待つこと数分。アビスが『ありました』と言った。
「そうか、どんな感じなんだ?」
『見つけた事例では二人で逃げましたね。愛の逃避行というやつです。それが一番手っ取り早いと思います。逃走ルートを考えますか? 完璧に追手を躱す方法ならお任せください』
「却下だ。手っ取り早いけど、幸せなのはその二人だけだろう? 全員が幸せになる感じの結末になるやつをお願いしたい。他にはないのか?」
『となると、やっぱり身分に釣り合うだけの立場を手に入れるというのが王道ですね。昔、トラン国の親衛隊長に恋をした兵士が頑張って似たような立場になり、結婚を申し込んだという事例があります』
あれ? どこかで聞いたような話だな。どこでだっけ?
『ああ、よく調べたらスザンナ様でした』
「ものすごい身近な話だったな。そういえばそうだった。スザンナがお見合いしている場所へ男が突撃してきたっけ」
『あれってフェル様が手引きしたんですよね?』
「……男なら当たって砕けろと言った気はする。さすがにそれを薦める訳じゃないが、同じような身分になって結婚を申し込むという手段が一番いいだろう。誰からも文句は出ないはずだ」
となると、どれくらいの立場が必要なんだろう?
ニャントリオンは服飾の大ブランドだ。その四女に釣り合うだけの身分、か。同じとはいかなくともそれなりに大きな店を持っているくらいの立場にならないとダメかな。となると……。

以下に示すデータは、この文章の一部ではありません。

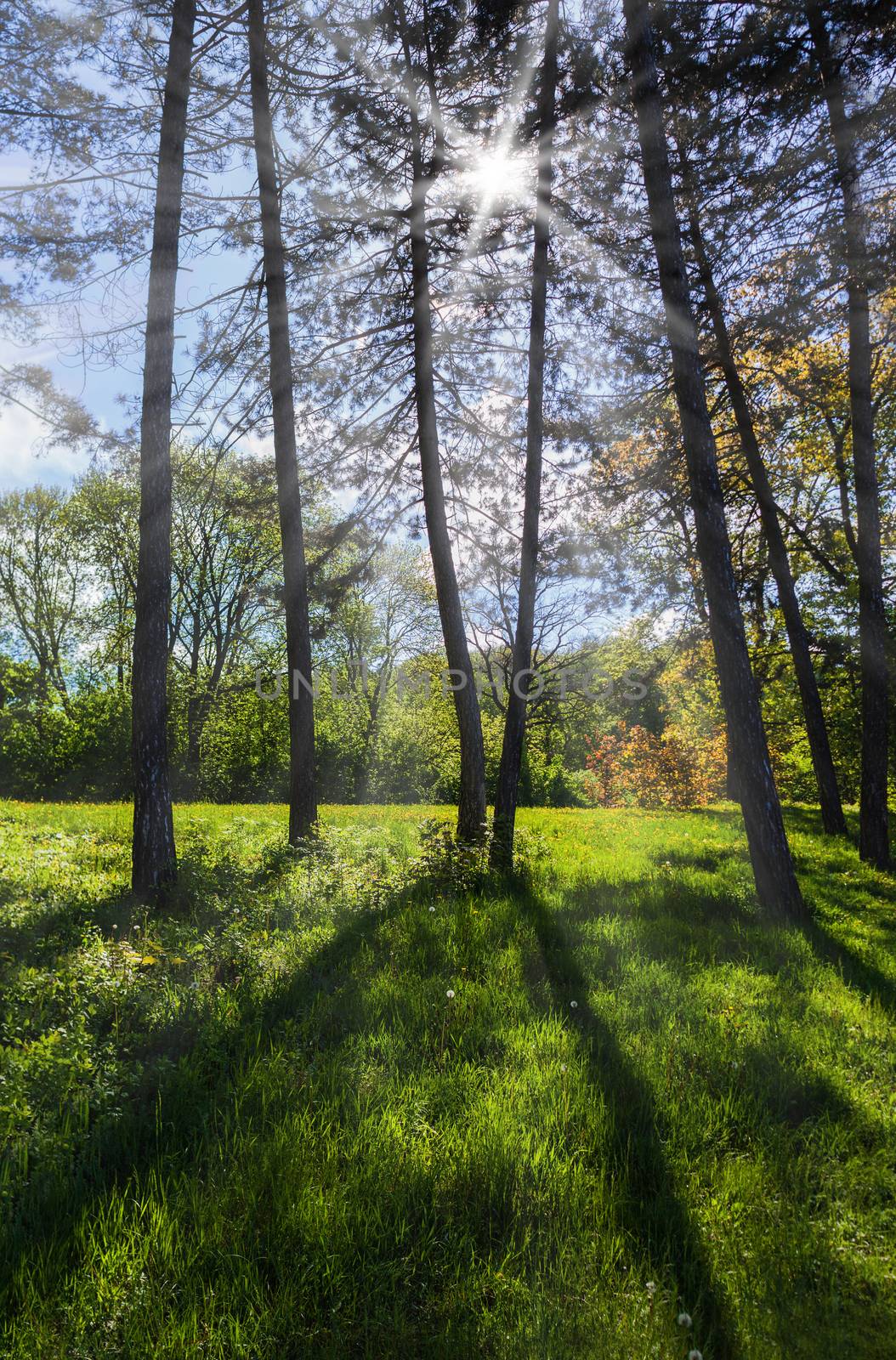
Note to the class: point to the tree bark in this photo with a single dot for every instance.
(506, 795)
(873, 815)
(154, 857)
(471, 813)
(302, 784)
(770, 853)
(832, 816)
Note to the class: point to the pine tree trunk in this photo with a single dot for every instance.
(154, 857)
(770, 853)
(471, 813)
(506, 795)
(832, 816)
(873, 816)
(302, 785)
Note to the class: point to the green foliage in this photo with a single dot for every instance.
(365, 1099)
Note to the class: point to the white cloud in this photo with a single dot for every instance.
(20, 462)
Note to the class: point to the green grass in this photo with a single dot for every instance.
(256, 1125)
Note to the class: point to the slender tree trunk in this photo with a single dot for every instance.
(154, 858)
(873, 818)
(471, 813)
(506, 795)
(832, 816)
(302, 785)
(770, 853)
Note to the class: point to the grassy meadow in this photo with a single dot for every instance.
(370, 1102)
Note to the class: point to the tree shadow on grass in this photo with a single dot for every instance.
(710, 917)
(47, 1214)
(658, 1223)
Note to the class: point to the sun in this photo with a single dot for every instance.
(496, 174)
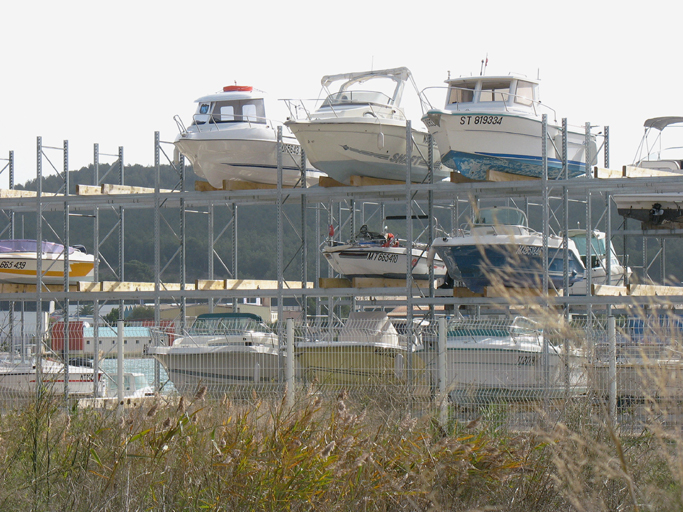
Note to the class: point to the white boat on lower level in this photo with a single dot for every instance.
(367, 352)
(505, 359)
(21, 377)
(19, 262)
(220, 351)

「ヴィロー商会の店舗を任せられるくらいなら釣り合うと思うんだが、どう思う?」
『身分や立場的には十分だと思いますが、ヴィロー商会って相当大きいですよ? いまから店舗を任せられる程の商人になるのは厳しいと思いますが?』
「そうかもしれないが、結婚のためなら頑張れるだろう。それにヴィロー商会なら多少の伝手はある。何とかなるはずだ。よし、早速この条件を伝えてこよう」
商才を見せられたら結婚を許すとかにすればいい。それで解決だ。
あれから数ヶ月。
今日はニャントリオンとヴィロー商会で護衛の息子に関する話を聞いてきた。
『フェル様、浮かない顔をしていますね?』
「ああ、うん。護衛の息子ってスタロと言うんだけどな、その、なんだ、スタロには商才がないらしい。いや、商才がないというよりも運がないとか」
『はあ、運ですか。なんでまたそんな評価に?』
「あくまでもヴィロー商会の奴が言ってたに過ぎないぞ? スタロは、頭の回転は速いし人当たりもいい。何より真面目で向上心があると、かなり評判は良かった。でも、商人にとって一番大事な運がないそうだ。仕入れた物が前触れもなく壊れてしまったり、商品を輸送していたら毎回魔物に襲われたりと、利益は上げているのに同じくらい損失があるとか」
でも、運か。そんな曖昧な物は、普通ならそうでもないのだろうが、確かに商売をするなら運は必要だろう。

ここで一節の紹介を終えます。